What if your weaknesses are your strengths?
Or, at least, misplaced, dormant, and in need of recontextualising.
THOUGHT ESSAYS are your weekly dose of open-ended, playfully subversive explorations that invite you to think differently about the everyday and the systemic alike.
Strengths are strengths, and weaknesses are usually nascent strengths. One display of cognition, creativity, or physical prowess might be unbelievably useful in one environment and equally useless, or even destructive, in another. Where you channel these traits matter, because often is the case that these misplacements are misperceived as weaknesses.
What persists within circles of leadership training, team development, and certainly in self-development, is a common audit of one’s personal strengths and weaknesses. In theory, this serves us to help you identify where your natural gifts are, what you bring to the table, raise your self-awareness, and understand where you are best — and best not — to contribute.

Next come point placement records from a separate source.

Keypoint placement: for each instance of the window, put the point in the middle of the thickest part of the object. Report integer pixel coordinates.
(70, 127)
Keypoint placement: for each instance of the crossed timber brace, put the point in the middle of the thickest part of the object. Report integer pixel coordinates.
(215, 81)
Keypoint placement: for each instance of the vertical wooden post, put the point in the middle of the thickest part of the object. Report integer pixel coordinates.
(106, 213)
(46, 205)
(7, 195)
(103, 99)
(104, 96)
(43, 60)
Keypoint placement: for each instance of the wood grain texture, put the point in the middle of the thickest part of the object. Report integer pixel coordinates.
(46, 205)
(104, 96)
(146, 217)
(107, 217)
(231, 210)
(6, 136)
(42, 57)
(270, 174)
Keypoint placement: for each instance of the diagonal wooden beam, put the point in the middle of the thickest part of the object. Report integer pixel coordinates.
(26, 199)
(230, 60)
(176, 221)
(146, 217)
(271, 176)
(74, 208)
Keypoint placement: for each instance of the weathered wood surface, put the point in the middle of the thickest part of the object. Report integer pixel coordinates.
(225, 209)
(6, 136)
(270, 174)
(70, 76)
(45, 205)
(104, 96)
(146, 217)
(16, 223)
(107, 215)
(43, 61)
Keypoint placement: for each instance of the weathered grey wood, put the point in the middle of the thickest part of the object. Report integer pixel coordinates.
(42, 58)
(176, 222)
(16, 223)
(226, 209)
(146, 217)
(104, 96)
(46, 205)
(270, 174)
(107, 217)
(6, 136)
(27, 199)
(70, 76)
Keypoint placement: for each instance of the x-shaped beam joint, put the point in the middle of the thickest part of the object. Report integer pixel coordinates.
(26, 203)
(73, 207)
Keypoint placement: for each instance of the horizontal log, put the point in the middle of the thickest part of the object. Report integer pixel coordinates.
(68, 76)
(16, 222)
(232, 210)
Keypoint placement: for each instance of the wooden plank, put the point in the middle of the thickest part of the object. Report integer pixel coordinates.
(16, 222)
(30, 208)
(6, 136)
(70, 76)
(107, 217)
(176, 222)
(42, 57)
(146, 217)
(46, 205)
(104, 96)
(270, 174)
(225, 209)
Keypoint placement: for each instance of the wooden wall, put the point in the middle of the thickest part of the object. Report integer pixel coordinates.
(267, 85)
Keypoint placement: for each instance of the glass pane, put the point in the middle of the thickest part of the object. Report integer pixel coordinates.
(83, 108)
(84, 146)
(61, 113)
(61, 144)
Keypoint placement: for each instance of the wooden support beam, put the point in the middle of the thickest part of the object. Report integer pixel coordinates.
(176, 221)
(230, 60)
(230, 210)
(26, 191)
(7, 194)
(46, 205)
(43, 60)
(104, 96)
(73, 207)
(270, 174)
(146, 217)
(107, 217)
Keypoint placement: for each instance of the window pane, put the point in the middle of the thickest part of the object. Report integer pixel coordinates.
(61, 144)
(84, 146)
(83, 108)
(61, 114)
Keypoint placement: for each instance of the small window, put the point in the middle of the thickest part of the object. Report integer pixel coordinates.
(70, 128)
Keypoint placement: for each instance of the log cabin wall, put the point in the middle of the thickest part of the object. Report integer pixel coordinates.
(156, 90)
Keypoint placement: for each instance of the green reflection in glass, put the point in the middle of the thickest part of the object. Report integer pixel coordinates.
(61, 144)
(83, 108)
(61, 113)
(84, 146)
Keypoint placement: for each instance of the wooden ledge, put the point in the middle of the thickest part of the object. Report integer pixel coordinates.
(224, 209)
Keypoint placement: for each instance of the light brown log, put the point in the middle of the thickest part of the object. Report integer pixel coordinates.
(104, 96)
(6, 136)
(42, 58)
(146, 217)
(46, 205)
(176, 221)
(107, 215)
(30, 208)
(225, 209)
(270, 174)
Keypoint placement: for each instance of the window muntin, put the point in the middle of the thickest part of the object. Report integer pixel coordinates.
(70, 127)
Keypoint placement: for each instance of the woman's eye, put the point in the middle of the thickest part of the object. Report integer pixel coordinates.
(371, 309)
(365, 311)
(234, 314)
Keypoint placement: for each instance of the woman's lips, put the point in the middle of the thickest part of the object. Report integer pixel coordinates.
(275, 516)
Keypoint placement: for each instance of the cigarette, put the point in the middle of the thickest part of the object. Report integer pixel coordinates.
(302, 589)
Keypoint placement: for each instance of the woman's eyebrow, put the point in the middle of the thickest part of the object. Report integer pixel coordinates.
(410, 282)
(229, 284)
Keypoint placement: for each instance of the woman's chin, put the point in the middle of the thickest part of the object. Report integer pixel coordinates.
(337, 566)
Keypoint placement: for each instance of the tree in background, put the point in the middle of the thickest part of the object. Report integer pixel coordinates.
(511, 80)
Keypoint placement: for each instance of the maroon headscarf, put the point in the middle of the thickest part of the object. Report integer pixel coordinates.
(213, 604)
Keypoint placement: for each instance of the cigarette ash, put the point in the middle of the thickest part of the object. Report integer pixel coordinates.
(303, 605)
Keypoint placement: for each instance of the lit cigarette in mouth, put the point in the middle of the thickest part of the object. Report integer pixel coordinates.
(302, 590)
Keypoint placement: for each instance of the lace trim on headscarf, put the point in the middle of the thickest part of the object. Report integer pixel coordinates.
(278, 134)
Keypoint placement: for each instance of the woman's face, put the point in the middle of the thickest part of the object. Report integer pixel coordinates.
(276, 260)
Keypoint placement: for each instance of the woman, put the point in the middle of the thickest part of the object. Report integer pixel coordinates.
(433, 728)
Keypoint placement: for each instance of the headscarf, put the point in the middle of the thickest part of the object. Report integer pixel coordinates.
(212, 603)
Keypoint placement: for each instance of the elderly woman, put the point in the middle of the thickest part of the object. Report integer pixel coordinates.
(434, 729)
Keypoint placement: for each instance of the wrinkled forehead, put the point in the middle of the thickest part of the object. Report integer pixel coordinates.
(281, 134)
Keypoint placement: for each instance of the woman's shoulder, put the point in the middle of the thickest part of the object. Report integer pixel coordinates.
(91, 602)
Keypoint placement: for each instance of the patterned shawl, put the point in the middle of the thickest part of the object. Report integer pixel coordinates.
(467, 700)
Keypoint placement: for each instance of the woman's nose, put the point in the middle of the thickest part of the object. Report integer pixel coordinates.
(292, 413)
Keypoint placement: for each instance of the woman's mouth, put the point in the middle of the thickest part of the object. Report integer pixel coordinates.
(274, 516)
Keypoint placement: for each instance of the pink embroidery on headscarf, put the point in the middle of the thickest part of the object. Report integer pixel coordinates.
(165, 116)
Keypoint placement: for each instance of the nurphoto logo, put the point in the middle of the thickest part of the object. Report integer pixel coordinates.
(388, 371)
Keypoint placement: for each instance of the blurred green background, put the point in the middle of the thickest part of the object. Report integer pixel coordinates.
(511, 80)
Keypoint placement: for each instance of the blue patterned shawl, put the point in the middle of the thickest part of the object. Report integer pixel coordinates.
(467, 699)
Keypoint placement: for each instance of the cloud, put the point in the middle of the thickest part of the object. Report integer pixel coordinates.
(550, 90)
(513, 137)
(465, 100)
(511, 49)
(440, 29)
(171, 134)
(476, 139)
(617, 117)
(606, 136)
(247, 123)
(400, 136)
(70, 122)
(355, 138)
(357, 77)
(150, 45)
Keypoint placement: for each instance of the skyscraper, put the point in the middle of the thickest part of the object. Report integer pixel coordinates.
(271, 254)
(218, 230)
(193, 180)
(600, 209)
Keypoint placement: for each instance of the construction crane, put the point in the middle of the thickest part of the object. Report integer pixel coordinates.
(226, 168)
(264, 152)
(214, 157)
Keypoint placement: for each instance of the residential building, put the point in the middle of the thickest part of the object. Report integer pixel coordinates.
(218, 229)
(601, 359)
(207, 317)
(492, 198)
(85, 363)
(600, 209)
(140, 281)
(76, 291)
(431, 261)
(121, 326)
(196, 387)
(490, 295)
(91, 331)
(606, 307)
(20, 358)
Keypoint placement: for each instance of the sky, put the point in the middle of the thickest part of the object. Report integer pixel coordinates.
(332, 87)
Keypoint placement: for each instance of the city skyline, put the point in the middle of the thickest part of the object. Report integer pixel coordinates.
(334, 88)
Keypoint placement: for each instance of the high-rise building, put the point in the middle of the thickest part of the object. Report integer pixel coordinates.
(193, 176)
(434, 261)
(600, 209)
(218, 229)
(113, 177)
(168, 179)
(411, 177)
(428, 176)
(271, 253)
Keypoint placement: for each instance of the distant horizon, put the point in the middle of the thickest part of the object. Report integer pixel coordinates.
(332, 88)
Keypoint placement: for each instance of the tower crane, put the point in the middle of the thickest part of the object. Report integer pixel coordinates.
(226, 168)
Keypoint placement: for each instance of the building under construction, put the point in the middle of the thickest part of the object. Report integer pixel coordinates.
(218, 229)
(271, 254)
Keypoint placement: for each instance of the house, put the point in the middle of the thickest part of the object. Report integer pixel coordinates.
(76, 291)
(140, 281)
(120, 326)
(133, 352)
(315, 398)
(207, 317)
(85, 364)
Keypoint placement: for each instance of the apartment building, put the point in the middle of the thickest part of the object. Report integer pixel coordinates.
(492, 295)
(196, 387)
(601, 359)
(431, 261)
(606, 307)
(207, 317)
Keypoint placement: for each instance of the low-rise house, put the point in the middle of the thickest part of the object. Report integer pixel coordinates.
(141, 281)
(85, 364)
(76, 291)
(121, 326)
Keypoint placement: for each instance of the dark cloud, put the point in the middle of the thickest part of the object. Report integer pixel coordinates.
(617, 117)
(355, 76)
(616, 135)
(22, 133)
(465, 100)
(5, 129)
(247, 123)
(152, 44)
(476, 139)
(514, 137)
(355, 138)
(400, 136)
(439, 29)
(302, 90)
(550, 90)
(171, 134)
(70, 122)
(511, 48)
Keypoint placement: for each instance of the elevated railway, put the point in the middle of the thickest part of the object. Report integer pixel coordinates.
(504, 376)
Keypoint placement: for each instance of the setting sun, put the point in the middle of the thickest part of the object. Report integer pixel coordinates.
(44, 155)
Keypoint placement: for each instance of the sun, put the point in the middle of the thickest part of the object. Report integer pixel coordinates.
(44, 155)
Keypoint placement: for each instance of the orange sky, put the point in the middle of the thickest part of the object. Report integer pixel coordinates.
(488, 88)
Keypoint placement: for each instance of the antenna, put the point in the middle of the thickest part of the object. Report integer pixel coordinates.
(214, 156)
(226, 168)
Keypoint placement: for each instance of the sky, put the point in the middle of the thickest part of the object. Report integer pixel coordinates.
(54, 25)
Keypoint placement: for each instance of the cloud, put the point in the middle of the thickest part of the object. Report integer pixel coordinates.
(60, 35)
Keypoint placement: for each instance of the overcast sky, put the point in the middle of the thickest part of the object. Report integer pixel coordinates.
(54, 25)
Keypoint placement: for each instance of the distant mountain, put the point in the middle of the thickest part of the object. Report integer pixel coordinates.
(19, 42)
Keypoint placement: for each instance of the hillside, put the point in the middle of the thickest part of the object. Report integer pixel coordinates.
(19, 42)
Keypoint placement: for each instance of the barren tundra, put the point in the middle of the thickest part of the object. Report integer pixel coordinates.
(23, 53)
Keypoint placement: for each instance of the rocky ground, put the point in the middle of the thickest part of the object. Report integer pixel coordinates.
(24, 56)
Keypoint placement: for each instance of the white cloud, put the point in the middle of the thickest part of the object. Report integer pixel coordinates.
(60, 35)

The problem with strength-and-weakness exercises is that they inherently prompt you to categorise your flaws as things that must be overcome. But by indulging in that you must first entertain the notion that they are inherently problematic entities within yourself, which makes for a spectacular recipe for self-loathing if left unchecked.
It’s perfectly rational, but it’s not everything.
How many movies can you think of that follow this exact plot line? The underestimated underdog flails around in life only to learn at the end that their distinct flaws are the very things that saves everybody.
Paradoxically, I do applaud self-development exercises such as this, but they must first be framed in ways that encourage you to view your “strengths” and your “weaknesses” as nothing but traits. Unbelievably neutral qualities. And so, where you direct your attention instead is to investigate: what environments are these traits best applied for contribution and expansion of good? And where are these traits likely to be contextually misplaced, and therefore unseen, unrecognised, or at worst, destructive?
To reiterate the above:
Weaknesses are usually strengths that haven’t been nurtured or balanced enough to be harnessed effectively, and therefore not channeled to where they are best placed for service.
Where you might identify your own weaknesses might only require you to search for the right environments for them to be best expressed. You will likely feel much lighter from it, and society will inevitably benefit too.